Dieser Eindruck verstärkt sich, wenn man neben
den Prozessakten der unteren Gerichte auch die Überlieferung
der übergeordneten Gerichtshöfe und Appellationsinstanzen
heranzieht, etwa die des Luxemburger Provinzialrates, des Grand
Conseil von Mecheln oder des Reichskammergerichts.

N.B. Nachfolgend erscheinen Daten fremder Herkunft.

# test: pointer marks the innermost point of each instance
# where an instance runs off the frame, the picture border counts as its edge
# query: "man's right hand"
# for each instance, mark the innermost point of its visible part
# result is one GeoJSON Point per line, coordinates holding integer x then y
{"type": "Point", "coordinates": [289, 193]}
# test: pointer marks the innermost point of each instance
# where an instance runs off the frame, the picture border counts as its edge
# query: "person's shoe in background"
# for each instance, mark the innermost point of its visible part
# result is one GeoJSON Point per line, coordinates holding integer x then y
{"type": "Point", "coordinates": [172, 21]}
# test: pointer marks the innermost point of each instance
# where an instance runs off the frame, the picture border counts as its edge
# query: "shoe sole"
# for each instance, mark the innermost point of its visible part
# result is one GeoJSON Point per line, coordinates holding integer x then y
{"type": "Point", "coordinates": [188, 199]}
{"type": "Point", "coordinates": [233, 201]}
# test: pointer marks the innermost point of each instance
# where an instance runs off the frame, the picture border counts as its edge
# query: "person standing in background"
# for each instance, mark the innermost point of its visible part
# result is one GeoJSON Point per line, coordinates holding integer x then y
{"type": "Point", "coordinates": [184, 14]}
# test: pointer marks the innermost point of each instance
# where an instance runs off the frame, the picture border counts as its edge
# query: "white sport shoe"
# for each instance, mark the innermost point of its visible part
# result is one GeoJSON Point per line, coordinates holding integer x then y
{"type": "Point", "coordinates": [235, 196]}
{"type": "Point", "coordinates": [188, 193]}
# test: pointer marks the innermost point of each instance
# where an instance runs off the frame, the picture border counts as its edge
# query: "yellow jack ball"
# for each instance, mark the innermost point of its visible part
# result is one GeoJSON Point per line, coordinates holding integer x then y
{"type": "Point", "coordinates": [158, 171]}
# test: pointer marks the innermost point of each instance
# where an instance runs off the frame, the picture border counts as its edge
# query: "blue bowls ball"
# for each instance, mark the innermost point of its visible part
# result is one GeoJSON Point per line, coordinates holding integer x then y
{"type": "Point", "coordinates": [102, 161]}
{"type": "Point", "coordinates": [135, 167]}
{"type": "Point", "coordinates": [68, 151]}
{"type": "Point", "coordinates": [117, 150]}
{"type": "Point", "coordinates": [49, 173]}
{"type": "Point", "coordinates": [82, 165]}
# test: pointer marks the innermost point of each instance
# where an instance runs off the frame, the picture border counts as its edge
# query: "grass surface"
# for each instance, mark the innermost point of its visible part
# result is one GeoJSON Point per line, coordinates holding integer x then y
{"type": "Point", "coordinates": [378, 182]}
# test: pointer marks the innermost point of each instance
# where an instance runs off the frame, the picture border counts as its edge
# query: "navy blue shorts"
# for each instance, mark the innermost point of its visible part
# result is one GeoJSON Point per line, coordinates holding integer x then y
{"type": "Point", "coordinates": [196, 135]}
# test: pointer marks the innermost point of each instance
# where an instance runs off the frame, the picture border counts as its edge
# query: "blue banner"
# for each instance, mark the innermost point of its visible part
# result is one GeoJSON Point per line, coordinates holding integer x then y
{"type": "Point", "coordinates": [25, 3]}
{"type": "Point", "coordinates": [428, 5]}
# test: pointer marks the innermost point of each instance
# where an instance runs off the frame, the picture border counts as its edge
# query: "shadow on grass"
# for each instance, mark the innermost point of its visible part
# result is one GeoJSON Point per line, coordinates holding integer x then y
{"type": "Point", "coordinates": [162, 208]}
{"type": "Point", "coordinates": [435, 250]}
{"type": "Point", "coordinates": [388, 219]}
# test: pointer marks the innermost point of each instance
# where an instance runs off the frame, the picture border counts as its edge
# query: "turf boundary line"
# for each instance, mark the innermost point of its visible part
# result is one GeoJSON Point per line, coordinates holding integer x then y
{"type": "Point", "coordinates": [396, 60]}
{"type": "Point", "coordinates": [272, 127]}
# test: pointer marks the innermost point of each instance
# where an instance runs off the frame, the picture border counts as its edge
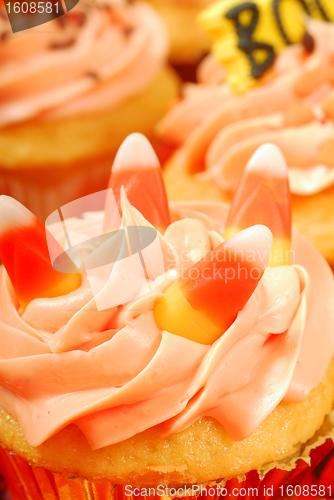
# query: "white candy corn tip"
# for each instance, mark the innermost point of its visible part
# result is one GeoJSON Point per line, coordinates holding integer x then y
{"type": "Point", "coordinates": [268, 160]}
{"type": "Point", "coordinates": [135, 152]}
{"type": "Point", "coordinates": [13, 214]}
{"type": "Point", "coordinates": [253, 244]}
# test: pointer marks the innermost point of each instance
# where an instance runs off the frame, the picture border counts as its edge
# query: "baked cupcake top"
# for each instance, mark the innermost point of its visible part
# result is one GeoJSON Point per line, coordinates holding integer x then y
{"type": "Point", "coordinates": [217, 131]}
{"type": "Point", "coordinates": [117, 338]}
{"type": "Point", "coordinates": [96, 56]}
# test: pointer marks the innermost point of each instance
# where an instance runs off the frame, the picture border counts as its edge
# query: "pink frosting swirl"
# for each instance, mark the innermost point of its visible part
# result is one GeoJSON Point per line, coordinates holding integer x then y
{"type": "Point", "coordinates": [219, 131]}
{"type": "Point", "coordinates": [96, 56]}
{"type": "Point", "coordinates": [114, 373]}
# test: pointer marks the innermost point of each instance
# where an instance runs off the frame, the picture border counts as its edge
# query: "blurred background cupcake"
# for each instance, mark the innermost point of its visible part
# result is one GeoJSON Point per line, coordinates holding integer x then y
{"type": "Point", "coordinates": [188, 41]}
{"type": "Point", "coordinates": [216, 130]}
{"type": "Point", "coordinates": [70, 91]}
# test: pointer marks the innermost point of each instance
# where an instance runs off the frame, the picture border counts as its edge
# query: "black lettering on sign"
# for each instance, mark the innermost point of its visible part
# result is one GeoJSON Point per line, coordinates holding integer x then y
{"type": "Point", "coordinates": [246, 42]}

Obwohl die Möglichkeiten,
sich zu wehren, begrenzt waren, gingen bei übergeordneten Instanzen
doch erstaunlich viele Supplikationen und Klagen ein, entweder von
Personen, die gegen Hexereibeschuldigungen einen Injurienprozess
oder nach bereits erfolgter Anklage eine Überprüfung des
Verfahrens wegen offenkundiger Rechtsbrüche - meist mit aufschiebender
Wirkung - erreichen wollten, oder von solchen, die unter der Folter
ungeständig geblieben waren und nun nach ihrer Freilassung
die Forderung nach Schadensersatz und Aktenkassation erhoben. Während
in den meisten Hexenprozessen die Verdächtigen nur unter dem
Druck der Anklage zu Wort kamen, ihre Aussagen durch die Niederschrift
eines Notars gefiltert und durch Verhör und Folter verzerrt
nur noch in eine Richtung, nämlich die Bestätigung des
Hexereiverdachtes, gehen konnten, wurden vor den Appellationsinstanzen
nicht selten aus den Angeklagten Kläger. Obwohl auch hier der
Originalwortlaut gewöhnlich durch einen Notar in eine gerichtsrelevante
Sprache transformiert worden ist, so lässt der Inhalt dieser
Aussagen bei aller vorsichtigen Interpretation doch kaum Zweifel
daran, dass Menschen nicht selten bewusst in Hexereiverdacht gebracht
wurden, wobei weniger die Ehre Gottes oder der Gemeine Nutzen eine
Rolle spielten als vielmehr Machtstreben, Habgier, Bestechlichkeit,
Neid und Rachsucht.
Sicher konnte sich die Hexenfurcht auf dem Land und
manchmal auch in den Städten zu panikartigen, geradezu massenhysterischen
Aktionen gegen angebliche Hexen und Hexenmeister steigern. Und natürlich
zweifelten im 16. und 17. Jahrhundert nur wenige grundsätzlich
an der Existenz der Teufelsdiener. Doch den Zeitgenossen war durchaus
bekannt, dass sich der Verdacht nicht immer gegen die tatsächlichen,
die wahren Hexen' richtete, sondern dass auch Unschuldige
- absichtlich oder unabsichtlich - belangt wurden. Das Etikett,
eine Hexe oder ein Hexenmeister zu sein, wurde ähnlich wie
der Vorwurf der Ketzerei angehängt und zugeschrieben. Diese
komplexen Vorgänge, bei denen das soziale Umfeld mit seinen
paradoxen Mechanismen von üblem Gerücht und aggressiv-handgreiflicher
Kommunikation darüber entschied, wer verdächtigt wurde
und wer nicht, ließen alle Möglichkeiten zu, Prozesse
aus eigennützigen Motiven zu nutzen. So war es auch für
Menschen, die tief im Teufels-, Hexen- und Wunderglauben ihrer Zeit
verstrickt waren, durchaus möglich, Hexereiverdacht zu steuern
und Hexenprozesse zu funktionalisieren und zu instrumentalisieren.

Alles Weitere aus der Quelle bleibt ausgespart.